My mother as a young woman hunted with the Wheatland Hunt in Shropshire. Riding side-saddle, she took her fences with such spirited freedom that onlookers said that she had no self-preservation instinct. Today, she brings that same spirit to her advocacy of hunting.
With those voices clashing in my ears, I turned to the report of the noble Lord, Lord Burns. Several passages are especially noteworthy. Some of the practices that argue for a ban include autumn or cub hunting; digging out and bolting foxes; and the use of artificial earths with a view to hunting. Some of the features that argue against a ban include the employment that hunting provides; the reasons for culling foxes; and the drawbacks to culling by snaring, trapping and shooting.
The Burns inquiry was not asked to make a formal recommendation on whether to ban hunting, and does not do so. However, one word calls out to me from page after page of the report, stilling those voices of passion. That word is "licensing". A study of the Burns report drives me to the conclusion that statutory licensing is the least bad way ahead. Accordingly, I shall vote for the "middle way" option.
Lord Vinson: My Lords, I live, and hunt, in one of the most remote parts of the British Isles, the English side of the Scottish Borders where there are indeed more sheep than people. I make no real apology for being slightly repetitive in my remarks. Never have I been approached so many times by so many different people to speak up for their interests. I particularly want to reiterate the points that they have made to me, because they are extraordinarily powerful.
Hunting in my area not only serves the important purpose of culling foxes; the social cohesion that it engenders lies at the heart of the life of the people in that community.

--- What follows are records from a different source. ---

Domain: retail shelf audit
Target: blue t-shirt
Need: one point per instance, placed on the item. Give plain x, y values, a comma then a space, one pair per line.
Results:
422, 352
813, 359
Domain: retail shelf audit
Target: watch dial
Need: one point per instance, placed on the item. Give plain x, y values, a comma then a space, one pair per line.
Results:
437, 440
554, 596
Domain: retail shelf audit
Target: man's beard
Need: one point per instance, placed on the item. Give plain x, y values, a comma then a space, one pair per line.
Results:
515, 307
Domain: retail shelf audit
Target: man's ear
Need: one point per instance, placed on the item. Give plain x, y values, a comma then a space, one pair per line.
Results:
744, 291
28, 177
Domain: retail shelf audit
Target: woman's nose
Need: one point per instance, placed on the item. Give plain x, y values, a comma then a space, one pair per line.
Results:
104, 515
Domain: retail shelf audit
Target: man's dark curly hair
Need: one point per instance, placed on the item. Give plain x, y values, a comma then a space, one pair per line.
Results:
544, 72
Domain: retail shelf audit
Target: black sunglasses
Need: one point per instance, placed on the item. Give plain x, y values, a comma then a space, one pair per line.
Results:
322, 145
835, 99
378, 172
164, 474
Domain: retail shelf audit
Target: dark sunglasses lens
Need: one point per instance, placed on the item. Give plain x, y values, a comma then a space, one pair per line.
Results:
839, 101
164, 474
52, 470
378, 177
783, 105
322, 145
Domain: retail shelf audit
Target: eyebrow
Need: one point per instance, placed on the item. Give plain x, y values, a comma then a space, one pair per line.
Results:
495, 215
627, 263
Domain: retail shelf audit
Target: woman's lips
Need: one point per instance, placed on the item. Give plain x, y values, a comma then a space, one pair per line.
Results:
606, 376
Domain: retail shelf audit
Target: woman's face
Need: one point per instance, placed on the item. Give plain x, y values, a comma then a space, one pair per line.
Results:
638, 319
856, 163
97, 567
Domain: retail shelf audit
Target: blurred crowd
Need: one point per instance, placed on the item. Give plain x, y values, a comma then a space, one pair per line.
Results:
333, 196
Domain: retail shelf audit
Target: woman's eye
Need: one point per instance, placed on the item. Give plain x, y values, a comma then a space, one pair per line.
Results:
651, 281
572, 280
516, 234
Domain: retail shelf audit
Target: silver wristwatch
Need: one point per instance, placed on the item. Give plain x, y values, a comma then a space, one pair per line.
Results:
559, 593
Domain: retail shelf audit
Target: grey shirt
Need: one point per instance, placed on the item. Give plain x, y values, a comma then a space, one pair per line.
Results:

In those remote parts, it is the one activity that they share in winter and plan for in summer. Its abolition would be like saying to football fans that they could no longer watch or take part in their sport. To many people, the whole reason for their social life would be destroyed. Regrettably, too few people who live in urban areas understand that aspect of hunting. All meet on equal terms to share the same experience. The social bond that it creates is of huge significance in rural areas.
Much has been said about cruelty. Country people understand about cruelty. They know that in nature a lion killing a zebra is not cruel. They know that a fox de-heading 20 chickens for the fun of it is not cruel. They know that the way in which a cat plays with a mouse or a heron eats a frog alive are in the natural order of things. Cruelty in nature is in the eye of the beholder. It is all part of the balance of nature. Nor is it any more cruel when a fox is killed through a bite in the neck in exactly the same way as it kills its own prey. There is no question in my mind that the fox would undoubtedly vote for the continuation of hunting rather than for the alternative of being shot and possibly wounded, to die a lingering death.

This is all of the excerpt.